Küçük ama sevimli balıkçı kasabası Combarro'ya geri dönersek; dar taş sokaklarıyla, sahilinde dizili küçük, rengarenk kayıklarıyla ve tipik mimari örnekleri "hórreo"larıyla daha ilk görüşte sevilen yerlerden biri. Taş sokaklarıyla, taş evlerin kemerli girişleriyle ve dar geçitleriyle bir ortaçağ yerleşimi havası da yaratıyor bende Combarro. Güneşin batmasıyla yanmaya başlayan sokak lambalarının sarı ışıkları, biraz önce yağan yağmurda ıslanan taş sokaklarda yansırken sahile varıyoruz. Karşımızda; süt liman bir deniz, üzerinde dans eden renkli kayıklar, kimi yerlerde denizin içine doğru giden ve kayıkları kıyıya çağıran küçük rampalar... Böyle bir manzarayı her gün izleyen evler dizili sahil boyunca. Evlerin bahçelerinde bulunan; taştan yapılma, kolonlar üzerinde yükselen ve bir mezarı veya küçücük bir evi andıran yapılar ilk dikkatimi çeken şey oluyor. Yol boyunca sıralı bu yapıların ambar olduğunu öğreniyorum arkadaşlarımdan.
Biraz daha detaylı inceleyince uyanış yaşıyorum. Kolonlar ile yerden yükseltilen ve bu kolonların tepesinde farelerin oraya ulaşmasını engellemek için konulan disk gibi taş parçalarıyla ve içindeki mahsüllerin havalanması için boşluklu bırakılmış ana duvarlarıyla aslında karşımda bir Doğu Karadeniz serenderi duruyor! Çiftçiliğin kapitalizme yenilmesiyle Doğu Karadeniz'deki akrabaları gibi hórreo'lar da çoğunlukla artık kullanılmıyor. Peyzajın bir parçası olarak kenarda durur olmuşlar günümüzde. İspanya'nın kuzey bölgesinde birçok yerde görülen bu ambarlar, bölgesine göre gerek geometri, gerekse malzeme, büyüklük ve yükseklik olarak çeşitlilik gösteriyor.
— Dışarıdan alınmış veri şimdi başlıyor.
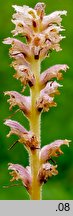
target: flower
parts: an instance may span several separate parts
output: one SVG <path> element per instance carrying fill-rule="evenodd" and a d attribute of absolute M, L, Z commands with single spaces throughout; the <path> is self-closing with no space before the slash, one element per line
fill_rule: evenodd
<path fill-rule="evenodd" d="M 38 173 L 38 181 L 40 184 L 46 183 L 48 178 L 52 177 L 52 175 L 57 175 L 58 171 L 56 170 L 57 165 L 53 166 L 50 163 L 42 164 L 39 173 Z"/>
<path fill-rule="evenodd" d="M 4 124 L 11 128 L 11 131 L 7 135 L 8 137 L 11 134 L 16 134 L 20 138 L 19 142 L 23 143 L 27 147 L 27 149 L 34 150 L 38 147 L 38 140 L 36 136 L 31 131 L 27 131 L 17 121 L 8 119 L 4 122 Z"/>
<path fill-rule="evenodd" d="M 48 26 L 50 26 L 50 24 L 56 23 L 57 25 L 61 26 L 61 21 L 62 15 L 67 15 L 67 11 L 63 10 L 63 11 L 55 11 L 49 15 L 46 15 L 43 17 L 43 21 L 42 21 L 42 29 L 46 29 L 48 28 Z"/>
<path fill-rule="evenodd" d="M 26 167 L 24 168 L 23 166 L 19 165 L 19 164 L 12 164 L 9 163 L 8 164 L 8 170 L 13 170 L 10 174 L 13 177 L 10 181 L 14 181 L 14 180 L 22 180 L 23 185 L 27 188 L 27 190 L 30 192 L 30 188 L 31 188 L 31 173 L 29 171 L 29 168 Z"/>
<path fill-rule="evenodd" d="M 57 157 L 63 154 L 60 149 L 61 145 L 67 145 L 69 147 L 70 140 L 56 140 L 53 143 L 44 146 L 40 151 L 40 161 L 45 163 L 51 159 L 51 157 Z"/>
<path fill-rule="evenodd" d="M 66 64 L 54 65 L 47 70 L 45 70 L 40 75 L 40 84 L 43 87 L 49 80 L 52 78 L 57 78 L 58 80 L 62 79 L 61 71 L 66 71 L 69 67 Z"/>
<path fill-rule="evenodd" d="M 61 87 L 56 81 L 51 81 L 46 84 L 46 87 L 40 91 L 40 96 L 36 101 L 38 111 L 48 111 L 50 107 L 56 106 L 54 95 L 59 94 L 58 87 Z"/>
<path fill-rule="evenodd" d="M 10 103 L 10 109 L 18 105 L 26 116 L 30 115 L 31 101 L 29 96 L 23 96 L 16 91 L 6 91 L 5 95 L 10 96 L 10 99 L 7 100 Z"/>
Combarro'daki horreo'lar bizim serenderlerimize kıyasla oldukça küçük ve daha alçak.
Galiçya bölgesi belki de sırf deniz mahsulüne doymak için bile ziyaret edebileceğiniz bir bölge; yengeç, midye, karides ve eminim ki daha önce görmediğiniz birçok deniz mahsülü de dahil olmak üzere seçenek çok geniş. Gidince geleneksel lezzetleri ahtapot ve ızgara sardalyayı denemeyi unutmayın!
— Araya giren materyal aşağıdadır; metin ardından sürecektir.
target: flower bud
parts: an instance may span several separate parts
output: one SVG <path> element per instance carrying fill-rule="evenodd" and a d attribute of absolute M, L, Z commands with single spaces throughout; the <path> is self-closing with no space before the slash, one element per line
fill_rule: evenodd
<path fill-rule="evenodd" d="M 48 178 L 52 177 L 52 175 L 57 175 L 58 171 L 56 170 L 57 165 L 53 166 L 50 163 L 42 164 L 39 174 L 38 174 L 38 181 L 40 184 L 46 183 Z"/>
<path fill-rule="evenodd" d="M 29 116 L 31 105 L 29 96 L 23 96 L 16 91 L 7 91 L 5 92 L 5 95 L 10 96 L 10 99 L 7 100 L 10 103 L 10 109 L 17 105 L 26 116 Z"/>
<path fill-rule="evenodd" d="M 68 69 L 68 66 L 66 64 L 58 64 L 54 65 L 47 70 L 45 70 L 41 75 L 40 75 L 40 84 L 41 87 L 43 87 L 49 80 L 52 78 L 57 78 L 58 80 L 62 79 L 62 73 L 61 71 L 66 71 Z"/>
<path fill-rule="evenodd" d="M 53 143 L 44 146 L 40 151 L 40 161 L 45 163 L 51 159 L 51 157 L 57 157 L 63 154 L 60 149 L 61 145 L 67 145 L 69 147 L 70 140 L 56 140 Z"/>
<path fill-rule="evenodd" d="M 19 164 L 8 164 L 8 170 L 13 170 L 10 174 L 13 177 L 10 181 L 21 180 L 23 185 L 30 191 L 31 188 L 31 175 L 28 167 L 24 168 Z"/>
Festivaller ülkesi İspanya'da tabii ki bu küçük yerleşimde bile her yıl büyük bir şamatayla kutlanılan festivaller düzenleniyor. 16 Temmuz'da El Carmen'e adanmış festivalde; kayıklar, çiçekler ve bayraklarla süslenirken, 15 Ağustos'taki midye festivalinde büyük ihtimalle midyelere yerel biraları Estrella de Galicia eşlik ediyor. Tabii ki Galiçya'nın geleneksel içkisi kahve likörü de ön sıralarda yerini alıyordur.
Bu sevimli balıkçı kasabasında bulunmama, beni gezdiren yerel arkadaşlarım sebep oluyor. Kim bilir belki ben de sizin sebebiniz olurum! İspanya'da tatilinizi biraz uzun tutuyorsanız veya ikinci, üçüncü İspanya çıkarmanızda bulunuyorsanız Galiçya bölgesi; müthiş doğası, enfes deniz mahsülleri, tarihi şehirleri (misal; Santiago de Compostela) hatta yağmuru için bile ziyaret edilmesi gereken bir bölge. Aklınızda bulunsun!